I’ve been working at Eden Park for nearly two-and-a-half years now. They head-hunted me by asking the spinal trust if they knew someone who wanted a job. I went to the interview, I don’t think they realised my level of disability when they offered me the interview, but I managed to steal their hearts and they offered me a weekly shift where I greet people at the door and talk to people.
The CEO of Eden Park, Nick Sautner, he is absolutely amazing. I can go to him with any issues and he’ll make fixing them a priority. He’s also getting lots of disability events happening at the stadium.
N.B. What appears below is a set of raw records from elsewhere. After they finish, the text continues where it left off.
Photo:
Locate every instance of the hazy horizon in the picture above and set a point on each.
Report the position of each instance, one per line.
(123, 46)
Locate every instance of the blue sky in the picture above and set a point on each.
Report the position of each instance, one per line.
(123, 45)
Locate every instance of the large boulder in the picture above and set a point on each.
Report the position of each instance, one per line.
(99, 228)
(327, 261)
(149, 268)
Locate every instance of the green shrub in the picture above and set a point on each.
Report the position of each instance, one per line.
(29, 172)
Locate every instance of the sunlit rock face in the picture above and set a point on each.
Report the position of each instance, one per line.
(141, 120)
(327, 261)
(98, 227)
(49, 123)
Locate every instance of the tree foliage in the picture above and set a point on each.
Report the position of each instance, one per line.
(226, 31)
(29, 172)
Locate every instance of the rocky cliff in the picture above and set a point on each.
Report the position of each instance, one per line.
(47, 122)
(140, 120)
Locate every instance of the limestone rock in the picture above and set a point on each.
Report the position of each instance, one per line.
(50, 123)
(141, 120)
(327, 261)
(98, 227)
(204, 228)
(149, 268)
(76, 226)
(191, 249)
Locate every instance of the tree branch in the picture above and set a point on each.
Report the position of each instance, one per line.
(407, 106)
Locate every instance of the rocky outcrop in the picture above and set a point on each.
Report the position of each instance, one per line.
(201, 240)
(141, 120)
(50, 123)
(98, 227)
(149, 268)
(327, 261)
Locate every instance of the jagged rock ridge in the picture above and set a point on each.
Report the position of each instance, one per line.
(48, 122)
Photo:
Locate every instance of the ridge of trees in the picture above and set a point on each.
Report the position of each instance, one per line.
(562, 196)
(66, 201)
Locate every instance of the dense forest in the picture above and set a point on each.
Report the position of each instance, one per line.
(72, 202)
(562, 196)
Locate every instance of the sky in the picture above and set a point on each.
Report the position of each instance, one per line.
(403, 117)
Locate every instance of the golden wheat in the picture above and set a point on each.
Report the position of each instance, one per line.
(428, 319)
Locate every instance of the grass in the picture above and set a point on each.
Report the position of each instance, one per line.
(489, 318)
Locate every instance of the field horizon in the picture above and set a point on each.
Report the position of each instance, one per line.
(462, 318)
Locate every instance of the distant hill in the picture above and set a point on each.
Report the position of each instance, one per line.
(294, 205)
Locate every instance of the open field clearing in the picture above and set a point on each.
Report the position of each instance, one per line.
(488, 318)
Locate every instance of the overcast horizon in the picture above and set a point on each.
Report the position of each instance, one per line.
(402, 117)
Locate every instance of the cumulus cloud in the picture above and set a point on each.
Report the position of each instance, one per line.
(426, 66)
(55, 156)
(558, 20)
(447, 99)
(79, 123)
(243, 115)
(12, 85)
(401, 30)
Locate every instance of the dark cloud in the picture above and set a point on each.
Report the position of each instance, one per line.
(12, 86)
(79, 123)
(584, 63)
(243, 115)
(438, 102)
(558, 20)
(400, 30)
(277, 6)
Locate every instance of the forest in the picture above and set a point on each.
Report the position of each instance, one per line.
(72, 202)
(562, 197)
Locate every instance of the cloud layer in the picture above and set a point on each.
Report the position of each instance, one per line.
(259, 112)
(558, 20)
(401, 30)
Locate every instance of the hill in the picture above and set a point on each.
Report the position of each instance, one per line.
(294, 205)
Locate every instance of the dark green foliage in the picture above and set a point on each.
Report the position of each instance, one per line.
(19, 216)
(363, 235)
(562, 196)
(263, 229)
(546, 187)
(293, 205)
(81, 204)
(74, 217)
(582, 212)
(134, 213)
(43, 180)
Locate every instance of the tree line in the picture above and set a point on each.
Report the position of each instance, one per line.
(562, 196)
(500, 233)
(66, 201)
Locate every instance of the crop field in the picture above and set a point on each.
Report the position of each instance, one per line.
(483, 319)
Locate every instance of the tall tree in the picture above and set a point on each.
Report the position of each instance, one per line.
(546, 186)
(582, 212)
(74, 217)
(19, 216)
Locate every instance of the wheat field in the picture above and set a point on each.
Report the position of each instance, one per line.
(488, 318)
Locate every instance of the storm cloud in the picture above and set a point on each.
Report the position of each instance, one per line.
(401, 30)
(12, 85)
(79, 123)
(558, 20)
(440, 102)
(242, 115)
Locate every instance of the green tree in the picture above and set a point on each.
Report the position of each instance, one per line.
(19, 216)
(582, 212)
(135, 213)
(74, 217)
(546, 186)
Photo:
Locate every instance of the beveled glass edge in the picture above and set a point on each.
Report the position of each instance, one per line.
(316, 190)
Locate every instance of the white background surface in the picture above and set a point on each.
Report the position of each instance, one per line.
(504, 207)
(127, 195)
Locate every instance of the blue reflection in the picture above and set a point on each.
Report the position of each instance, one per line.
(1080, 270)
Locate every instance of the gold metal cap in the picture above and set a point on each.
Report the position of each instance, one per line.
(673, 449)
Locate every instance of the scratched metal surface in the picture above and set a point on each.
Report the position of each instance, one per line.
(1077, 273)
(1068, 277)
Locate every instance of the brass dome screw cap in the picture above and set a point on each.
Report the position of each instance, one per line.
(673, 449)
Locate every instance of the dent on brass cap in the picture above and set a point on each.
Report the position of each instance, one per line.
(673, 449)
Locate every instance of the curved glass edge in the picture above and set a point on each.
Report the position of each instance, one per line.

When I was playing wheelchair rugby, Nick came to watch a game and now he’s working with NZ Wheelchair Rugby to host events at Eden Park. Nick and I believe Eden Park can be one of the most accessible venues in New Zealand.
I’m going to AUT this year to study law. I was 19 when I had the accident. I’m 23 now and this will be my fourth career change since starting with natural medicine, being a jockey, I also tried accountancy, and now law. Hopefully, I’ll stay with this because I really want to work to improve the lives of young people with disabilities. Although I don’t make too many massive goals for my future – I make short-term goals – because nobody knows how hard God laughs at your plans more than me.
Everyone deals with things differently. I don’t want to suggest people who don’t deal with something like this well are failing, but I choose not to dwell on things. I’m just living my life for me. I am my own inspiration. Yes I have a spinal cord injury, yes that means X Y and Z, but this is the reality, I don’t feel sorry for myself and I get on with my life as it is.